Italians Find Evidence of Largest, Oldest Meat-Eating Dinosaur

Italian paleontologists say the largest and oldest meat-eating dinosaur ever to have been found was from what is now the northern area of Lombardy.

In the scientific journal PerrJ, the Italians recently published their study on the fossils discovered years ago in a large marble quarry in the Italian Alps.

The scientists said the dinosaur lived 200 years ago, and its skeleton was the first known to have been found in Italy from the Jurassic age.

They named the creature Saltriovenator zanellai, which means Zanella’s Saltrio hunter, in honor of Angelo Zanella, the amateur hunter who accidentally unearthed the bones, and for the area where the bones were found.

Zanella has said he will never forget that day.
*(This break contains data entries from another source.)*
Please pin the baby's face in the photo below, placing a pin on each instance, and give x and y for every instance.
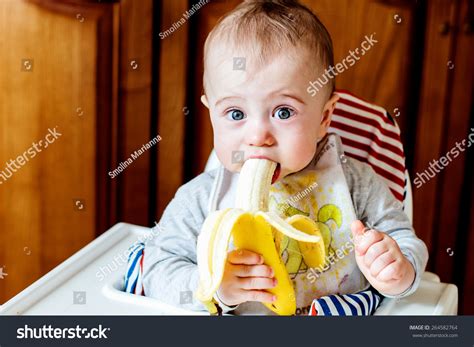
(266, 113)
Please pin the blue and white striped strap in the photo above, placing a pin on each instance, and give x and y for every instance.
(134, 271)
(363, 303)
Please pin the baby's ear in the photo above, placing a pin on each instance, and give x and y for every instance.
(204, 100)
(326, 116)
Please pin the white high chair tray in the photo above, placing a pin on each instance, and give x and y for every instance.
(53, 293)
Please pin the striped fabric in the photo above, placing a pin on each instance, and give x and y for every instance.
(134, 271)
(363, 303)
(371, 135)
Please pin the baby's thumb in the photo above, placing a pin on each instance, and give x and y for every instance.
(357, 228)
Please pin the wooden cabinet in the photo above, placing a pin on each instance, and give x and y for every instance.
(105, 77)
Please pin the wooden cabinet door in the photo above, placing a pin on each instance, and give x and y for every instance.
(56, 75)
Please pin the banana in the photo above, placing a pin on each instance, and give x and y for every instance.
(254, 228)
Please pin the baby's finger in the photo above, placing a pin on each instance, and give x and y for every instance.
(243, 256)
(259, 295)
(390, 272)
(374, 251)
(252, 271)
(250, 283)
(362, 243)
(381, 263)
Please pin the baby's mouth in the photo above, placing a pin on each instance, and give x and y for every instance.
(276, 174)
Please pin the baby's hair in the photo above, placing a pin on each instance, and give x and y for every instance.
(271, 26)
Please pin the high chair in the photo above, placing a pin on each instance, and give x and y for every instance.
(91, 282)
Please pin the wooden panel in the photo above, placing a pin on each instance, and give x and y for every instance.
(456, 129)
(432, 118)
(382, 75)
(135, 109)
(49, 79)
(172, 109)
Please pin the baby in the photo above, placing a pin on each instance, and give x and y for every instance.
(258, 61)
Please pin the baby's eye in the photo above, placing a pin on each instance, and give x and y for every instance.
(236, 114)
(284, 113)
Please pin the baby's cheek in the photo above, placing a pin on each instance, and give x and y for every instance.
(298, 155)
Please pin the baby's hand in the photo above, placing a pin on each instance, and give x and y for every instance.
(381, 260)
(245, 278)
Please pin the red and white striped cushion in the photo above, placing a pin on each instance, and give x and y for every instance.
(371, 135)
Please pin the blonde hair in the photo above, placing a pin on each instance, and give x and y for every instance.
(264, 28)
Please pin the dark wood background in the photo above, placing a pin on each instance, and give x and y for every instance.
(103, 75)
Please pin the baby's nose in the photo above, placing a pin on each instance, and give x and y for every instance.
(260, 136)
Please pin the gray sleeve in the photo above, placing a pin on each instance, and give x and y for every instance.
(170, 272)
(376, 207)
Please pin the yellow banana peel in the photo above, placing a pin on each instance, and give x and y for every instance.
(254, 228)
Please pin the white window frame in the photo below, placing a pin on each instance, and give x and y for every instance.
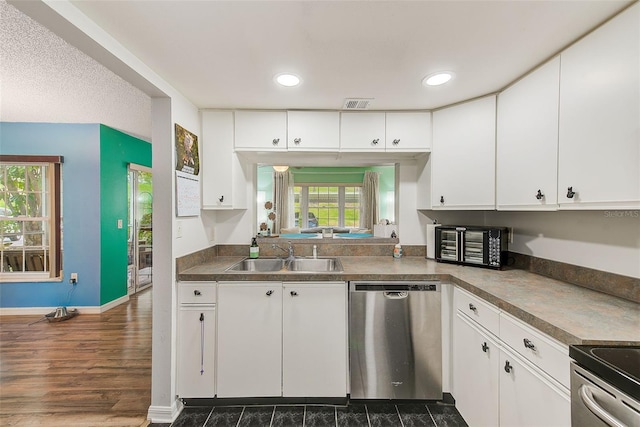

The bones appeared in large blocks of rock in a marble quarry near Saltrio in the summer of 1996. He reported his find to the Natural History Museum in Milan, which further scouted the area and found more fossils. Many of the bones bore the feeding marks of ancient marine invertebrates.

Cristiano dal Sasso of the Natural History Museum led the research. He said this dinosaur fossil was the first to be found in Lombardy and the oldest and largest dinosaur of the lower Jurassic in the world.

Dal Sasso said 132 bone pieces were recovered and that it was not easy to extract the bones from the hard rock. The team worked systematically, fragment by fragment, to recompose and position the bones. He said the discoveries were very exciting.

Measurements

In their study, the paleontologists outlined the characteristics of the dinosaur. They said the carnivore had estimated body length of 7.5 meters (24.6 feet), an 80-centimeter (31.4-inch) skull and weighed at least a ton.  It had very sharp teeth, and its lower limbs had four fingers, three of which had powerful claws.

Dal Sasso and his team said this dinosaur was a real war machine. He said it was one of the predators at the top of the food chain and therefore must have preyed on large herbivore dinosaurs.

The remains of ​Saltriovenator zanellai were the second set to have been found in Italy. The first were fossils of the tiny dinosaur Scipionyx, which were unearthed in southern Italy in 1980.